Two themes dominate these last essays by Bernanos. The first is man’s eagerness to abolish, forget, or rewrite his own history in favor of determinisms like liberal capitalism, which makes society nothing more than a market system, and Marxism. For Bernanos, the attack on human memory and history is a primary mark of the Antichrist.

As Bernanos explains it, big ideological systems “mechanize” history with high-sounding language like progress and dialectics. But in doing so, they wipe out the importance of both the past—which they describe as primitive, unenlightened, or counterrevolutionary—and the present, which is not yet the paradise of tomorrow. The future is where salvation is to be found for every ideology that tries to eliminate God, whether it’s explicitly atheistic or pays lip service to religious values. Of course, this future never arrives, because progress never stops and the dialectic never ends.

Christianity and Judaism see life very differently. For both of them, history is a place of human decision. At every moment of our lives, we’re asked to choose for good or for evil. Therefore, time has weight. It has meaning. The present is vitally important as the instant that will never come again; the moment where we are not determined by outside forces but self-determined by our free will. Our past actions make us who we are today. But each “today” also offers us another chance to change our developing history. The future is the fruit of our past and present choices, but it’s always unknown, because each successive moment presents us with a new possibility.

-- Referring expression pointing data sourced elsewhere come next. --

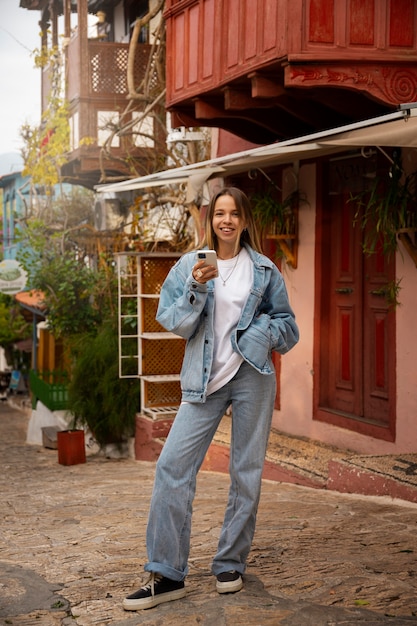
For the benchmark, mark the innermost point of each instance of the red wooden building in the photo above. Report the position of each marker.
(267, 71)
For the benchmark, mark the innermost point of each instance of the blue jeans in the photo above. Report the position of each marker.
(169, 525)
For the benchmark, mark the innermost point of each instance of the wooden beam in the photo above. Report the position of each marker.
(237, 100)
(263, 87)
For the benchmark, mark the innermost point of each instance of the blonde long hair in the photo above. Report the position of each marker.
(248, 235)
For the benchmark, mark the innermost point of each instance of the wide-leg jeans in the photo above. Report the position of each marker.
(252, 397)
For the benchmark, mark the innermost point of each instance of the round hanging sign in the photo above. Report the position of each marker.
(12, 277)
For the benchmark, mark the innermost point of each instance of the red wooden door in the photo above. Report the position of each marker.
(356, 350)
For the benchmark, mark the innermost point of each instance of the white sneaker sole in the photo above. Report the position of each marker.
(230, 587)
(149, 603)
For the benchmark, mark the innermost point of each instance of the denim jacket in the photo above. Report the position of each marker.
(267, 321)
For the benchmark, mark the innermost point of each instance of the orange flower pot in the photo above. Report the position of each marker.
(71, 447)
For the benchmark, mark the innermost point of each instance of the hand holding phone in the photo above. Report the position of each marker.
(208, 256)
(206, 267)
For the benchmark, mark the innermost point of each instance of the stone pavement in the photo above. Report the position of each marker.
(72, 545)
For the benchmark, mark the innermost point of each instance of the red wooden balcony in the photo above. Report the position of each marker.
(97, 92)
(271, 69)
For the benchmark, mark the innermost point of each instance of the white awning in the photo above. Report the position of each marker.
(398, 129)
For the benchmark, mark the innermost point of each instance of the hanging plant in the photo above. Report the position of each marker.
(388, 207)
(276, 217)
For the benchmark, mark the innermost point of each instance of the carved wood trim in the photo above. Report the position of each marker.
(389, 84)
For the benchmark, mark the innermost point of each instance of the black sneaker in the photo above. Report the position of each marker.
(157, 590)
(229, 582)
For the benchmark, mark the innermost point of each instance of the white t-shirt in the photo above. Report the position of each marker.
(230, 294)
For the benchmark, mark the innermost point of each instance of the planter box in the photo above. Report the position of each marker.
(71, 447)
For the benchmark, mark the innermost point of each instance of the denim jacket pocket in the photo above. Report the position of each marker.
(255, 343)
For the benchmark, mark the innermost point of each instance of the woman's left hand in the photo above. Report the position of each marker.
(202, 273)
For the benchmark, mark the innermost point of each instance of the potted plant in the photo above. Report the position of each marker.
(97, 397)
(387, 210)
(71, 446)
(278, 220)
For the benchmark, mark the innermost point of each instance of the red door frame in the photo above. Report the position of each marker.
(357, 424)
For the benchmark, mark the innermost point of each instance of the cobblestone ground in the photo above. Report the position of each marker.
(72, 545)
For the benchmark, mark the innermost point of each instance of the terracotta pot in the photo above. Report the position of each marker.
(71, 447)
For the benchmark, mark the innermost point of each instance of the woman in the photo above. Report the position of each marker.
(232, 319)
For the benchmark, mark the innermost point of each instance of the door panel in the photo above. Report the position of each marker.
(355, 354)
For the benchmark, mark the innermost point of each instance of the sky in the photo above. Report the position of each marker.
(20, 81)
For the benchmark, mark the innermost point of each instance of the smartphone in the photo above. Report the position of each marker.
(209, 256)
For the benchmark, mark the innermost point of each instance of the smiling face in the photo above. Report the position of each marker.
(227, 224)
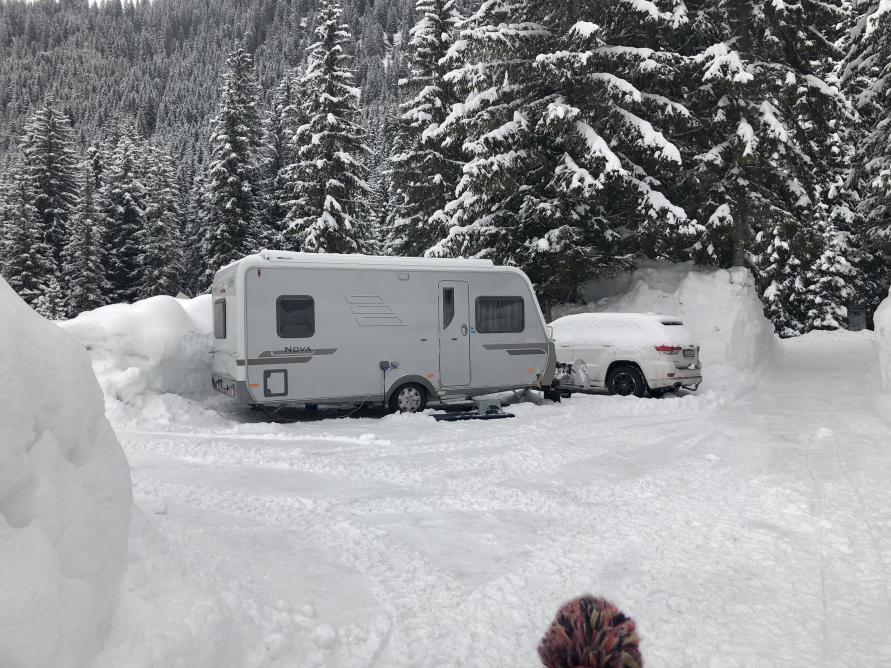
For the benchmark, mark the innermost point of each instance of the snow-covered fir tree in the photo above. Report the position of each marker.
(234, 194)
(564, 123)
(193, 234)
(123, 203)
(85, 253)
(49, 168)
(329, 211)
(51, 303)
(288, 113)
(424, 170)
(830, 280)
(765, 110)
(774, 253)
(160, 242)
(866, 77)
(28, 264)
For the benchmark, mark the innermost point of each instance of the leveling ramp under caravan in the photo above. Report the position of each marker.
(295, 329)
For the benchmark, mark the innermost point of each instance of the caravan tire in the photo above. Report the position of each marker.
(408, 398)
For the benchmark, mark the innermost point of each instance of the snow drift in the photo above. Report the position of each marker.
(156, 346)
(64, 496)
(882, 322)
(719, 306)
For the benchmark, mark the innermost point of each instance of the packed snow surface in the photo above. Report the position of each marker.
(720, 307)
(64, 497)
(723, 527)
(882, 321)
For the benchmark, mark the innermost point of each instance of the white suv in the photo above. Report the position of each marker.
(626, 353)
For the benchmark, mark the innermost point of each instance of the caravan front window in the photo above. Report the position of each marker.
(295, 316)
(499, 315)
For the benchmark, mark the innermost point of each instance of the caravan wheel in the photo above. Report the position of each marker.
(408, 398)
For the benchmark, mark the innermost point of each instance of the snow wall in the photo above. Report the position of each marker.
(720, 306)
(65, 497)
(882, 321)
(156, 346)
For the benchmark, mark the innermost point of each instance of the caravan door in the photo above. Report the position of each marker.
(454, 339)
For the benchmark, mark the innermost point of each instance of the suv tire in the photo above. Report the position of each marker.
(626, 380)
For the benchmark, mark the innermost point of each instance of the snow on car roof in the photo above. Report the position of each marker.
(625, 329)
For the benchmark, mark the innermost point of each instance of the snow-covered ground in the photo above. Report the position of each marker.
(756, 531)
(747, 524)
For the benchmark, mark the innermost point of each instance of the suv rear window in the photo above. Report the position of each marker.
(499, 315)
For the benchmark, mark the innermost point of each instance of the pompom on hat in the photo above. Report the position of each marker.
(591, 632)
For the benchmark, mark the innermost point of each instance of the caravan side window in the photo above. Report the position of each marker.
(448, 306)
(219, 319)
(500, 315)
(295, 316)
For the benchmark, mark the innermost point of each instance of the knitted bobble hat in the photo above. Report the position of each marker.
(590, 632)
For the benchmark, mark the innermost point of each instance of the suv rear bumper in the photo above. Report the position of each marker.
(666, 374)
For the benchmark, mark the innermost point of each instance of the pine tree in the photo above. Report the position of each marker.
(50, 170)
(424, 171)
(330, 192)
(29, 263)
(161, 255)
(193, 234)
(51, 303)
(830, 282)
(866, 77)
(233, 188)
(287, 115)
(561, 117)
(779, 271)
(123, 205)
(85, 255)
(766, 107)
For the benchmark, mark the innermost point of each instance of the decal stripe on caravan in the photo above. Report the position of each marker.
(283, 357)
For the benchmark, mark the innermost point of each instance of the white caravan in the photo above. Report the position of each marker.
(296, 329)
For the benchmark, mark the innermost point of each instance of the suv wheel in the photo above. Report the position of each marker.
(408, 398)
(626, 380)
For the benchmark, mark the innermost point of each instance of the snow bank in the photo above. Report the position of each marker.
(719, 306)
(64, 497)
(156, 346)
(882, 321)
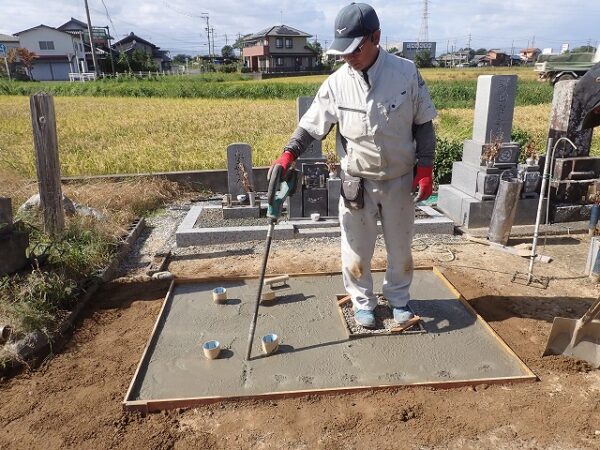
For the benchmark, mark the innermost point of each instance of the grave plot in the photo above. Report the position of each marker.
(315, 354)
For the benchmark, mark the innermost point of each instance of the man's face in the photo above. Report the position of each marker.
(365, 54)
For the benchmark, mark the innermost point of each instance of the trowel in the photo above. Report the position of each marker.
(578, 338)
(281, 186)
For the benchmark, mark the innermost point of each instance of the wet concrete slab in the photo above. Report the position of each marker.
(315, 353)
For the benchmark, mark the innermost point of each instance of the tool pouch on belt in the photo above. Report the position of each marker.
(353, 191)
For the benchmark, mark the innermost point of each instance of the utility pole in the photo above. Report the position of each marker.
(205, 16)
(93, 49)
(212, 32)
(512, 51)
(112, 58)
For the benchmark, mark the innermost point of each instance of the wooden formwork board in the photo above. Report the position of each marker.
(151, 405)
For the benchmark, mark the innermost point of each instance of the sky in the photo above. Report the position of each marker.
(179, 25)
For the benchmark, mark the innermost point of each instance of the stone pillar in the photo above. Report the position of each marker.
(565, 120)
(475, 181)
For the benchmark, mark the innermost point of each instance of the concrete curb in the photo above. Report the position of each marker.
(35, 347)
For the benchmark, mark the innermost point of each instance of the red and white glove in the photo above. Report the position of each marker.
(286, 160)
(423, 179)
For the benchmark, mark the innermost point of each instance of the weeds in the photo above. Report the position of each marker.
(36, 301)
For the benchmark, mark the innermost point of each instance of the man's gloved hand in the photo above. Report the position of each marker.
(423, 179)
(285, 161)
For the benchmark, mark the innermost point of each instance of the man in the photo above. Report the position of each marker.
(383, 112)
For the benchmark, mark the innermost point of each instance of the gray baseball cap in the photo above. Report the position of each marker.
(352, 24)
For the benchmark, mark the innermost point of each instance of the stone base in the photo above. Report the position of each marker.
(334, 187)
(592, 265)
(467, 211)
(12, 249)
(560, 213)
(238, 212)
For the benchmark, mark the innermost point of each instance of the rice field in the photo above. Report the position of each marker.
(127, 134)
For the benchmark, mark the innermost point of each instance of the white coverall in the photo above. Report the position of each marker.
(375, 118)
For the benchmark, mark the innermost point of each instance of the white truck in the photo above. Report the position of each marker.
(568, 66)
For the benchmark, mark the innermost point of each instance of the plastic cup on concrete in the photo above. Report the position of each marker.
(220, 295)
(211, 349)
(270, 343)
(269, 296)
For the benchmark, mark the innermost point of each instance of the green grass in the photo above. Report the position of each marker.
(449, 89)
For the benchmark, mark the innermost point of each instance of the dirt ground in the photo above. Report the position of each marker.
(74, 400)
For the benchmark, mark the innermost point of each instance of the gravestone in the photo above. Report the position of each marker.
(314, 150)
(239, 155)
(566, 117)
(313, 154)
(468, 200)
(571, 166)
(314, 193)
(334, 189)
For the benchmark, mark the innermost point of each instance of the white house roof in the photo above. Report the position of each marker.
(7, 38)
(278, 30)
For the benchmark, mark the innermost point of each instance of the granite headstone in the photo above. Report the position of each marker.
(239, 167)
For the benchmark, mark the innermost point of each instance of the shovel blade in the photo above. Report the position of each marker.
(587, 346)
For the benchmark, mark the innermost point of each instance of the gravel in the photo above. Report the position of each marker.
(158, 238)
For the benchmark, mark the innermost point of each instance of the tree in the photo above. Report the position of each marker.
(423, 59)
(227, 52)
(181, 58)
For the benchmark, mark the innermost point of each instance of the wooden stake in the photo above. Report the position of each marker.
(43, 122)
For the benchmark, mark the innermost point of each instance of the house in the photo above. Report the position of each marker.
(495, 58)
(101, 38)
(529, 55)
(9, 41)
(278, 49)
(132, 42)
(58, 52)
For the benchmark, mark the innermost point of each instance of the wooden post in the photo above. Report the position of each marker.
(47, 164)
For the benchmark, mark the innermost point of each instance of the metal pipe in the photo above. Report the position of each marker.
(260, 286)
(550, 150)
(538, 217)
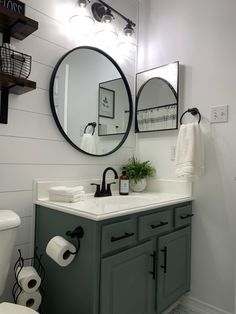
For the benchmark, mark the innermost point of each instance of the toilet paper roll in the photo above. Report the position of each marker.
(59, 250)
(28, 279)
(30, 300)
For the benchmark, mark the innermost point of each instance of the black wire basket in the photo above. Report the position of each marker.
(15, 63)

Time and freedom are the raw material of life because time is the realm of human choice. Bernanos reminds us that the Antichrist wants us to think that freedom really doesn’t exist, because when we fail to choose, when we slide through life, we in effect choose for him. Time is the Devil’s enemy. He lives neither in the eternity of God nor in the realm of man. Satan has made his choice against God and he is forever fixed in that choice. But as long as man lives in time, which is the realm of change, man may still choose in favor of God. And, of course, God is always offering the help of his grace to do just that. If the Devil can sell us the idea that history is a single, determined mechanism; if humanity’s freedom of will can be forgotten or denied; then man will drift, and the Antichrist will win.

(snip)


One of my favorite passages from Frank Sheed is this:

It’s incredible how long science has succeeded in keeping men’s minds off their fundamental unhappiness and its own very limited power to remedy their fundamental unhappiness. One marvel follows another—electric light, phonograph, motor car, telephone, radio, airplane, television. It’s a curious list, and very pathetic. The soul of man is crying for hope of purpose or meaning; and the scientist says, “Here is a telephone” or “Look, television!”—exactly as one tries to distract a baby crying for its mother by offering it sugar-sticks and making funny faces.

The tidal wave of our toys, from iPods to the Internet, is equally effective in getting us to ignore history and ignore our own emptiness. The struggle for real human freedom depends upon the struggle for human history. Unlike the ideologies that deny the importance of the past and the present and focus on the illusions of a perfect future, Christianity sees the most important moments of the human story to be the past event of the Incarnation and the present moment of my individual opportunity to love.